The killing of Bin Laden has opened up the debate on the value of "enhanced interrogation techniques" (a.k.a. torture).
At the very start, it seems that people are "seeing what they want to see" in the evidence. Those who want to see it as having made a positive contribution look at the evidence and see what they want to see. So do those who say that it doesn't work.
As a matter of fact, no controlled experiments were conducted in which people were randomly assigned to "enhanced interrogation techniques" versus "alternative interrogation techniques" to reveal which group revealed the most and most useful information.
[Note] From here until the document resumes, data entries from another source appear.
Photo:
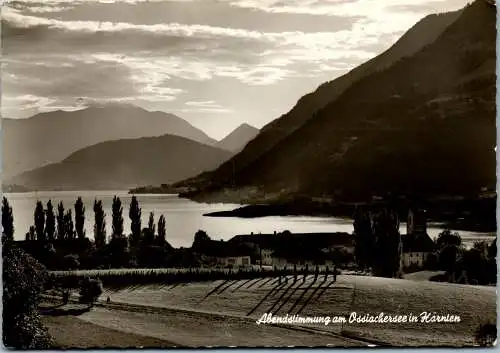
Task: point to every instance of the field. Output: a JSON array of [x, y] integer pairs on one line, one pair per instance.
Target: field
[[224, 312]]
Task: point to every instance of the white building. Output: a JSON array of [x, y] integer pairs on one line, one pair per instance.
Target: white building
[[417, 245], [234, 261]]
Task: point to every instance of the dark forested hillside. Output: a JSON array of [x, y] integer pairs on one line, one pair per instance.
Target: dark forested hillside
[[425, 125], [420, 35]]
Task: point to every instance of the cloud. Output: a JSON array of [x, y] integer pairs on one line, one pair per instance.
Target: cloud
[[201, 58]]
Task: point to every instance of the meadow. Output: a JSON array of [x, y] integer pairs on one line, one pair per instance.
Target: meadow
[[223, 311]]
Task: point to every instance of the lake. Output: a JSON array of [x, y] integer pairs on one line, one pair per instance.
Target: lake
[[185, 217]]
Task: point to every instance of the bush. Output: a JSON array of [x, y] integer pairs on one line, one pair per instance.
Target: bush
[[486, 334], [90, 290]]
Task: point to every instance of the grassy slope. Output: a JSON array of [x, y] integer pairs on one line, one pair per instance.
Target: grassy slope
[[250, 299], [70, 332]]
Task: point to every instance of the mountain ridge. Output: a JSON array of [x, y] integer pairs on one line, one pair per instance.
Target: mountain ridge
[[50, 137], [270, 135], [237, 139], [124, 164], [359, 131]]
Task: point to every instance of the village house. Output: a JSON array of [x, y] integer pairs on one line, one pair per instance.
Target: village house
[[234, 261], [416, 243]]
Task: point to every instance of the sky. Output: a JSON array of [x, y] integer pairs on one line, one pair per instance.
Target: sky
[[215, 63]]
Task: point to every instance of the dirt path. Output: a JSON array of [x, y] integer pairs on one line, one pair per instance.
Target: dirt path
[[198, 329], [71, 332]]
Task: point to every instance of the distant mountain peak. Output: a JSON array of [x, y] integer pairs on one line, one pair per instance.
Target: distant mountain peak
[[238, 138]]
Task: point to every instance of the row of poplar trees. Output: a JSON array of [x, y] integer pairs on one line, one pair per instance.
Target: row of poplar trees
[[50, 225]]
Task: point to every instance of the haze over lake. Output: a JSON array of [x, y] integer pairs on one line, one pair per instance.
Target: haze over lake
[[184, 217]]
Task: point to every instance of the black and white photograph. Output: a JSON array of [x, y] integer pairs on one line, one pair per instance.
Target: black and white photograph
[[248, 173]]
The form of evidence that we have violates all of the rules of proof in a scientific sense, allowing room for all of the problems with non-scientific data such as confirmation bias - where agents assert that data that supports their position is solid and anything that contradicts their position is ignored as an anomaly.
But the issue in the ethics of "enhanced interrogation techniques" is not tied up in the question of whether or not it "works".
Murdering your spouse and disposing of her body - and getting away with it - may very well "work" if one's objective is to end a marriage while keeping all the property. But the question of the moral legitimacy of the practice is not tied up in whether or not it does (or could) "work" in a given situation. That is not the moral issue.
Raping a child and threatening to kill her family might be a successful way to rape a child. Threatening to kill her family might actually "work". Does it provide a justification?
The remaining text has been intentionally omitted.